Жители Гаити носили кое-какое одеяние, но не стеснялись также показываться публично и без всякого одеяния. Зато все они имели пристрастие к украшениям и носили, как женщины, так и мужчины, ожерелья, запястья, браслеты на предплечьях и на ногах.

Озэма имела широкий пояс из легкого тонкого полосатого холста местного производства; через одно плечо у нее был перекинут легкий белый прозрачный шарф, концы которого ниспадали, чуть не до земли, красивыми складками. На груди было ожерелье из мелких, словно жемчуг, раковин и висела большая грубо сработанная золотая бляха, похожая на большую золотую монету. Широкие золотые обручи служили ей запястьями; такие же браслеты украшали ее предплечья и щиколотки ног, обутых в красивые легкие сандалии. Густые, черные, тонкие шелковистые волосы густой пеленой падали ей на спину и плечи, словно темное покрывало, доходившее до пояса, и сдерживались на голове золотым обручем.

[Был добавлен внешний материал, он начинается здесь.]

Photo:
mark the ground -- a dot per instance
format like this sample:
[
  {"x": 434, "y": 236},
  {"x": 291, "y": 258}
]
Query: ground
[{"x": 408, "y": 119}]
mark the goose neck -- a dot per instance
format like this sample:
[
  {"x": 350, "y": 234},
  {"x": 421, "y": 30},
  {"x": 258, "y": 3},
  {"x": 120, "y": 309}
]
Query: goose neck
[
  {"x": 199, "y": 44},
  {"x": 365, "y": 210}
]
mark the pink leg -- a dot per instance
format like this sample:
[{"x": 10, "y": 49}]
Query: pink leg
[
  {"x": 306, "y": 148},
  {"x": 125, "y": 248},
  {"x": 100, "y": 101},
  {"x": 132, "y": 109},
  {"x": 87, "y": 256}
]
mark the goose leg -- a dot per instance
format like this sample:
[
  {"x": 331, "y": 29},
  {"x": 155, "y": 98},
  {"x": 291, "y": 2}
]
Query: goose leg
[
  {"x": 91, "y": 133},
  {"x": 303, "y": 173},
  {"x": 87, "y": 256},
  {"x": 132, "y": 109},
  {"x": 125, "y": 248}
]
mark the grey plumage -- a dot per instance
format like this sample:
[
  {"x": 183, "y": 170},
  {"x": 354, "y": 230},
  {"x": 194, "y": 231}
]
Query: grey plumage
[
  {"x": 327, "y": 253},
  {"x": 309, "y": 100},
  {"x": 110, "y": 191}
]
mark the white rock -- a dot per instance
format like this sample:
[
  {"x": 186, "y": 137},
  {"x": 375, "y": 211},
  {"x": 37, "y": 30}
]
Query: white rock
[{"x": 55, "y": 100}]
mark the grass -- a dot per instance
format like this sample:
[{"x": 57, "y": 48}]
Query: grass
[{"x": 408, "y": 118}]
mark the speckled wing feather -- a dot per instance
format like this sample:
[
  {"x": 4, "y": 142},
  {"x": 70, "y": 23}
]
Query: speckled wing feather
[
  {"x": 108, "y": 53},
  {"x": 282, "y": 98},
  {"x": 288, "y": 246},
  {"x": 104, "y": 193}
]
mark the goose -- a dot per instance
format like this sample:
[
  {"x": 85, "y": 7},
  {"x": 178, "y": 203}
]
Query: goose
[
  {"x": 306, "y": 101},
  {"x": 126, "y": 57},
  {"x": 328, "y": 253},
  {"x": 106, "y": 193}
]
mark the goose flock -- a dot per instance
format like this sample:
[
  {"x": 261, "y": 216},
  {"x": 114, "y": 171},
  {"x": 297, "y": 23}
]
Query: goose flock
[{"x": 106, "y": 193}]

Но не красота и грация этой молодой красавицы индианки произвели на дона Луи такое чарующее впечатление, а случайное, поразительное сходство с Мерседес. Вероятно, если бы обе девушки стояли рядом, то у них можно было бы найти известное различие, не говоря уже о выражении лица сдержанной кастильянки по сравнению с выражением непосредственности и наивности Озэмы, но сходство было, тем не менее, разительное.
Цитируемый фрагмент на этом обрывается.